2) If the object holds external resources, it needs a well-defined lifespan to determine when it can clean up those resources. COM-classic objects may not be able to clean them up in the final call to Release, for reasons described here.
3) If the object’s lifespan is not explicitly defined, it will be implicitly defined by the current implementation because clients will make assumptions based off their observations.
4) Objects with poorly defined lifespans are subject to recycling bugs. This is the class of bugs where an object does not recognize when the underlying data is destroyed, and then starts operating on random data. For example, identifying a process by a PID can yield a recycling bug if the original process exits and a new process gets created with the same pid.
Here are some examples where this came up in ICorDebug.
1) Value inspection. An ICorDebugValue represents a variable in the debuggee (such as a local variable of type System.Object). Should the ICorDebugValue be valid across continues? It turns out it depends on a bunch of random factors such as what type of data the value is. This is confusing and bug-prone.
2) Stack frames. ICorDebugChain describes part of a stack trace. Should an ICorDebugChain object be valid even after the debuggee has resumed and the thread is no longer at that stack? We never clearly defined this in v1.1. It turned out some methods would succeed, some would fail, and some were undefined. In v2.0, we tried to dispose the entire object, and then found that clients needed some methods to still work even across continues.
3) Process exit.
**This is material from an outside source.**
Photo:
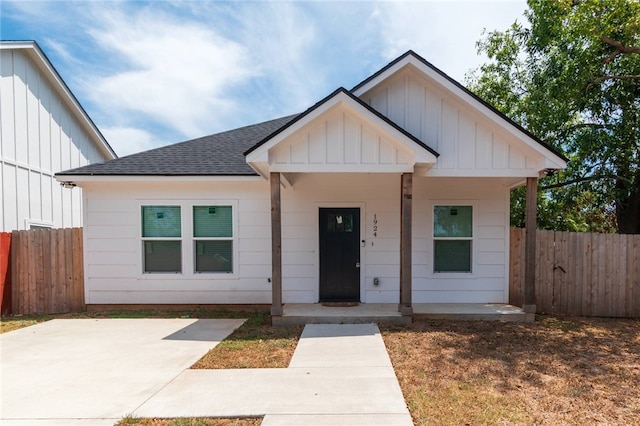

An ICorDebugProcess object represents the debuggee’s process. Should it be valid even after the debuggee has exited? It turns out some methods are valid (like getting the pid) but most aren’t.
4) Enumerators. ICorDebug allows enumeration of many things (like threads in a process and variables in a function) via ICorDebugEnum interfaces. When does the enumerator become invalid? What if an element dies in the middle of an enumeration?
How to solve this?
1) Clearly specifiy the lifespan in terms of the other methods in the API. Don’t just describe lifespans in terms of fuzzy concepts that can’t be aggressively checked and enforced. Identify a specific set of methods that will guarantee the object becomes dead (such as Dispose). If an object is only valid during the lexical scope of a callback, state that lest a client caches the object globally and then uses it outside the callback.
2) Embrace an IDispose pattern. This will help get clients thinking about lifespans.
3) Enforce the lifespan. Clients will take a dependency on the actual lifespan, not necessarily the documented lifespan. There’s also a support cost here: if a client misuses the library and the library crashes; the library authors get hit with the initial investigation. Maybe all they get is a crash dump from watson and they may not even be able to trace it back to a client bug. A robust library insulates itself from client misbehavior and deflects these sort of support costs.